I’ll start with our final goal : we want to have user context when calling our API using the machine2machine method (we don’t have a web app) + having the ability to configure scopes and permissions for USERS.
So far we did the following:
Created a web application and defined a login flow for users and obtained token for the user.
We configured manually permissions and roles for the user-application-api accordingly
However, the token obtained in (1) doesn’t have “scopes” field in it whatsoever, hence we are unable to access the api which is protected by “hasAuthority” of the requires permissions.

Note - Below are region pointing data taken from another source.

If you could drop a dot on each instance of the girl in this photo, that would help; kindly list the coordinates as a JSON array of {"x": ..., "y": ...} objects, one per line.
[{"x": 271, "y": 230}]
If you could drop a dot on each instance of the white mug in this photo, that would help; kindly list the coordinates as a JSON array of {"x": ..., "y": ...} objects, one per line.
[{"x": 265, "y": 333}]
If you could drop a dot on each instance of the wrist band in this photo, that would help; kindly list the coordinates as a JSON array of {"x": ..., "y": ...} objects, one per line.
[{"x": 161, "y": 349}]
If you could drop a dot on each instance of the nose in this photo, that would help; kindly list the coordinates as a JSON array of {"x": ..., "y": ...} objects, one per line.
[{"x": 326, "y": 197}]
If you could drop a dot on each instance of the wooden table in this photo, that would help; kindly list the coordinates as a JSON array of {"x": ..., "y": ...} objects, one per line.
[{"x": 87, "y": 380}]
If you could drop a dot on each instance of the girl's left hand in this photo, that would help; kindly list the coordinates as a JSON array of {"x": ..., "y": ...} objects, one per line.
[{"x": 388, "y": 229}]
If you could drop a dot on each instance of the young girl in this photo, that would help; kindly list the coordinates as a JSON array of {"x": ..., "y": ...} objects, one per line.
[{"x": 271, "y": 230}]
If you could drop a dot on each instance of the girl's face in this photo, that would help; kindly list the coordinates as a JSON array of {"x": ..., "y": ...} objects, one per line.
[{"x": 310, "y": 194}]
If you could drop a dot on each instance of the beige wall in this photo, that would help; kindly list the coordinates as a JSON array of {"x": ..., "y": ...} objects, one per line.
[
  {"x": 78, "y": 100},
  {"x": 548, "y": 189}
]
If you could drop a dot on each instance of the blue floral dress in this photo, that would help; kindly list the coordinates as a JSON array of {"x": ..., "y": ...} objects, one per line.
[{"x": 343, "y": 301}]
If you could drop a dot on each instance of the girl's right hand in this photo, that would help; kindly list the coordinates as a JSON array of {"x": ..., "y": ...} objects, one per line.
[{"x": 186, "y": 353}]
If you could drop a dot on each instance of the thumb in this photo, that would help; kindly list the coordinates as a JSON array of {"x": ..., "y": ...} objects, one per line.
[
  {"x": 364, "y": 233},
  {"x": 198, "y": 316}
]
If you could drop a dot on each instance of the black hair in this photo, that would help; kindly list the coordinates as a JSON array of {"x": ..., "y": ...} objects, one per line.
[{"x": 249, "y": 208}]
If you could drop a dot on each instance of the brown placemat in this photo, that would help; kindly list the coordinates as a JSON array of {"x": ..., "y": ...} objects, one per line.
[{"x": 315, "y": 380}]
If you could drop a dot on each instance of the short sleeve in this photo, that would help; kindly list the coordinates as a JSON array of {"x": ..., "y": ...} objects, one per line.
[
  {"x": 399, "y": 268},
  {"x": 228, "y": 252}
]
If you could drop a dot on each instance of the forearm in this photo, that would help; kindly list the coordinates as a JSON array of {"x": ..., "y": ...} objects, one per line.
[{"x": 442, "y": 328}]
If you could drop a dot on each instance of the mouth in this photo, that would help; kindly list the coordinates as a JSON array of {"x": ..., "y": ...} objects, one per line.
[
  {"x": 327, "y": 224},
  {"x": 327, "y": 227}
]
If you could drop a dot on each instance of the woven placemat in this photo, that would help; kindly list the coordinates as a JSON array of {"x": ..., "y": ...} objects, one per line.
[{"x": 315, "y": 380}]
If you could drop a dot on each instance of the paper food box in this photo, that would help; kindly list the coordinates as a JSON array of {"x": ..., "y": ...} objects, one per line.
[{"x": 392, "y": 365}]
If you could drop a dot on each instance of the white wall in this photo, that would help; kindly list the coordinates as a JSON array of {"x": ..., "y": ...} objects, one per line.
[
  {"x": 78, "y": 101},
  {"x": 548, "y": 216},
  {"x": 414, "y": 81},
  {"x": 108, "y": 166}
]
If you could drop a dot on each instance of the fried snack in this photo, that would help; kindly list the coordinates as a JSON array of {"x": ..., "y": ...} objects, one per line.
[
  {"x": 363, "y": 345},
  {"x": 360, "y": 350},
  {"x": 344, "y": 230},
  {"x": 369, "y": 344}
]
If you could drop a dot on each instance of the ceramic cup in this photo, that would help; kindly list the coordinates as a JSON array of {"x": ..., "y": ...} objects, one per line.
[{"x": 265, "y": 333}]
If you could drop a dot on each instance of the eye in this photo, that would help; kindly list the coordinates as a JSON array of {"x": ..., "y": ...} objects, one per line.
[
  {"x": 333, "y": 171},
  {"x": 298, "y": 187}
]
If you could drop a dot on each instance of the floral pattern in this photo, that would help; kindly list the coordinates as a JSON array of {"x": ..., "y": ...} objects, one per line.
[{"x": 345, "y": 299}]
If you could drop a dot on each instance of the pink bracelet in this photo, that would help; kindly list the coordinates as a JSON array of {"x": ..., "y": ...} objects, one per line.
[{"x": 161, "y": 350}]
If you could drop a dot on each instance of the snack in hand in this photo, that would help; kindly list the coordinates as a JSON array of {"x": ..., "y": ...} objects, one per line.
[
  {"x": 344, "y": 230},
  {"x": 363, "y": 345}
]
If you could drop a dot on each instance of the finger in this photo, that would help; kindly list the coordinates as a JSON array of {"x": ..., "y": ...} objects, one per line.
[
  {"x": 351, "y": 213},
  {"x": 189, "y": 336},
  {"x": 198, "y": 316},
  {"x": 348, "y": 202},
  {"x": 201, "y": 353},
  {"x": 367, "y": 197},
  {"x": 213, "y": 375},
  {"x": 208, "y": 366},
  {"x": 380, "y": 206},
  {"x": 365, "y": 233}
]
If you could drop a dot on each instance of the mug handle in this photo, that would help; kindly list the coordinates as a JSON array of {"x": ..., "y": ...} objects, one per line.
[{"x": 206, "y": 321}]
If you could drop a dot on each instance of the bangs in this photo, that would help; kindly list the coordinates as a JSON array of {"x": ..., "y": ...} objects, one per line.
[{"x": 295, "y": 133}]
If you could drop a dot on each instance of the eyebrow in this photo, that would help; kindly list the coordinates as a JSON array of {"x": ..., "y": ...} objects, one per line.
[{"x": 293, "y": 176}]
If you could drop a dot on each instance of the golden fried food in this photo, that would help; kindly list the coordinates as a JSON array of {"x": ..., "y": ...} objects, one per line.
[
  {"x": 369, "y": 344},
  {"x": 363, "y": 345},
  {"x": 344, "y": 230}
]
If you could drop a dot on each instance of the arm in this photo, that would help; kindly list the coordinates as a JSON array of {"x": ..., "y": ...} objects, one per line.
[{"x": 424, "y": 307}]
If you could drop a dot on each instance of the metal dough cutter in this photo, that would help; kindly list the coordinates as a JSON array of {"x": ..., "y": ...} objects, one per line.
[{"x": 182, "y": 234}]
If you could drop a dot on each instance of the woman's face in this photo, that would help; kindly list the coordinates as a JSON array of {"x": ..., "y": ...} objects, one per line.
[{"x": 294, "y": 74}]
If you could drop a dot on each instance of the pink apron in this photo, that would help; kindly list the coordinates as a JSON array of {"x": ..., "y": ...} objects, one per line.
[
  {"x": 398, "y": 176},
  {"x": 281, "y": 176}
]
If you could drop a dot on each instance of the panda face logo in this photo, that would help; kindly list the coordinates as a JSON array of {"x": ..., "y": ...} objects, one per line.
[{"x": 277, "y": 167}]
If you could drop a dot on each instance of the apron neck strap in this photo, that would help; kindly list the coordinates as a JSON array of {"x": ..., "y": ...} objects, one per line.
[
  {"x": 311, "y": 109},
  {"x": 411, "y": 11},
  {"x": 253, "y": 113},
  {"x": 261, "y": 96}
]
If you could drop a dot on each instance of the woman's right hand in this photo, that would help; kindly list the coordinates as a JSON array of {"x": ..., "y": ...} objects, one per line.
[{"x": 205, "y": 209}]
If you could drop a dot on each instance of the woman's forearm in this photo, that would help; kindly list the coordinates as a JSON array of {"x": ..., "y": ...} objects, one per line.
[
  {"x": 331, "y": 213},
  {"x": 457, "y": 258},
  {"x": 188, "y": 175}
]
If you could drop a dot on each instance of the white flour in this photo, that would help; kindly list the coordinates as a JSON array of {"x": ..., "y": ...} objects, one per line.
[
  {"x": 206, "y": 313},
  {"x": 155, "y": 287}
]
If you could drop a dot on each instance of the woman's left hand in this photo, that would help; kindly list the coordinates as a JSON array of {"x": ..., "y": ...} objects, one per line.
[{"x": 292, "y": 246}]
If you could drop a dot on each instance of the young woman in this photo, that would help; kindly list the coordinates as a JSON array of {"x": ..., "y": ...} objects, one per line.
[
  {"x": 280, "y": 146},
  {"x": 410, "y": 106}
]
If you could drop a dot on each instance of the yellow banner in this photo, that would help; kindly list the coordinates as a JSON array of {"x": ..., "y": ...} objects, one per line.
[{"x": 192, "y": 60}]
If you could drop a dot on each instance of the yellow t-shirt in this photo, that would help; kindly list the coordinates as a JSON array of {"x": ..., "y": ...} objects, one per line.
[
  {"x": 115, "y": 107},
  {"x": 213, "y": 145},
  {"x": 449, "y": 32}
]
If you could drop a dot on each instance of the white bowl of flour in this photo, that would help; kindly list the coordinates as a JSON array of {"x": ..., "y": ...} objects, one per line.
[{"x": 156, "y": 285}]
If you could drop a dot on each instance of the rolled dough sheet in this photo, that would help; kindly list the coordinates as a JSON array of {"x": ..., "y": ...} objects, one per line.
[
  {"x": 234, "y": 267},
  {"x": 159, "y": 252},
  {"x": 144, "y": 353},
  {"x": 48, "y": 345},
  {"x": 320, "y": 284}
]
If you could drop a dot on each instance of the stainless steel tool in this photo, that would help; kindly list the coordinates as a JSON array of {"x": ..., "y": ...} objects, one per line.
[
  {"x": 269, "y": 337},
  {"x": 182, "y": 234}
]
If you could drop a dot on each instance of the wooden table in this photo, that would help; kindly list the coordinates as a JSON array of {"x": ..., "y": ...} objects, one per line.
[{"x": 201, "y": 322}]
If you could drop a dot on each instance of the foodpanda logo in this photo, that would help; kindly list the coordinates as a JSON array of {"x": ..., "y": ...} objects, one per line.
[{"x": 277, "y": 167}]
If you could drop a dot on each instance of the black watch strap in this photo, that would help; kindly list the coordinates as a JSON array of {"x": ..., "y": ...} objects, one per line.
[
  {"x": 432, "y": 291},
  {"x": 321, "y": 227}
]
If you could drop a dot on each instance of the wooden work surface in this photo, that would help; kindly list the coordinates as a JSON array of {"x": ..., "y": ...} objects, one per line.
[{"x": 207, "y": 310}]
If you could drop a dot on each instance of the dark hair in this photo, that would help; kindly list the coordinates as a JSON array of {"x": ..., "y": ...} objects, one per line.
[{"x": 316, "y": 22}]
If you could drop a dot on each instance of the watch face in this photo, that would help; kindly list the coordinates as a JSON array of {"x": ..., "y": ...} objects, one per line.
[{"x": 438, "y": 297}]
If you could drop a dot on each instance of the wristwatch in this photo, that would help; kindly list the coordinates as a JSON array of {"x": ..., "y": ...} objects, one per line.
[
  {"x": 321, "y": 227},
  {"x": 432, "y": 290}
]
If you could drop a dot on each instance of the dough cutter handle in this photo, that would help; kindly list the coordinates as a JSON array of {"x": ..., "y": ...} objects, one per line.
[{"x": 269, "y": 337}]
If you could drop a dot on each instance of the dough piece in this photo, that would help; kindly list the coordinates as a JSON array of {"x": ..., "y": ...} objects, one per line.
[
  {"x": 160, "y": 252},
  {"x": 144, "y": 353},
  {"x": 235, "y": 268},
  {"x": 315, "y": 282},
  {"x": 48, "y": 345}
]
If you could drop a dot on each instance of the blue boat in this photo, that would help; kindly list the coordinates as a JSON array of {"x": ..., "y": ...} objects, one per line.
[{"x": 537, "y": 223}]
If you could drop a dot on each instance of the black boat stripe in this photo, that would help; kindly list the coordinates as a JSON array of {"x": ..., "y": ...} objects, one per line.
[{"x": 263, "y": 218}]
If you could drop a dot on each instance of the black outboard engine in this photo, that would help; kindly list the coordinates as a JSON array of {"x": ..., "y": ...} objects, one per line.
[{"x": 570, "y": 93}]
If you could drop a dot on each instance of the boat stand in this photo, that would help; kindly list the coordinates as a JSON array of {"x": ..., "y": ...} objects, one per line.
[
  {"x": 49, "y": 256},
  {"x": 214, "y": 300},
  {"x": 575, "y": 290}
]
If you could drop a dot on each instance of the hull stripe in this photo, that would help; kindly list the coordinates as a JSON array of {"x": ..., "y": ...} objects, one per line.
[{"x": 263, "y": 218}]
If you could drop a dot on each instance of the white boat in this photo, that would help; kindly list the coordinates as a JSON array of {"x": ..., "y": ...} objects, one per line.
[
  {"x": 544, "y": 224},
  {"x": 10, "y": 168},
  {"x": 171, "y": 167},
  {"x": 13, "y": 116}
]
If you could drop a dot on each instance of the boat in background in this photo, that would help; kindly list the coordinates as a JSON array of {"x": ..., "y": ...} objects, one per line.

We followed spring mvc exmaples.
Please let me know if any more information regarding our issue is required.
These two contradict each other, don’t they? Can you give us some idea about your use case first without using the implementation details? For eg. is it a single page app? do you have a backend api? do the user login to the application and then retrieve data by calling the api? etc.
Hi @ashish, thanks for your quick reply
I’ll elaborate on our use case - we have a spring boot application which exposes APIs. We currently doesn’t have a web interface (UI), we want to allow users to use our APIs without UI (via their own clients).
We want to have the ability to define scopes for USERS to use our API, not via a web interface (other clients - curl,postman,swagger,etc). I hope It’s clearer now.
Actually I used both of the documentation you have sent. I’ve implmeneted the login-callback flow and currently using this method for the jwt configuration: @EnableWebSecurity(debug = true)
public class Auth0SecurityConfig extends WebSecurityConfigurerAdapter {
When tried to add “.antMatchers(”/v1/customers/*“).hasAuthority(“read:customers”)”, and gave my user the required permission, I get “forbidden”. When I look at the token I get from auth0 I see I have “permission” section but not “scope” section.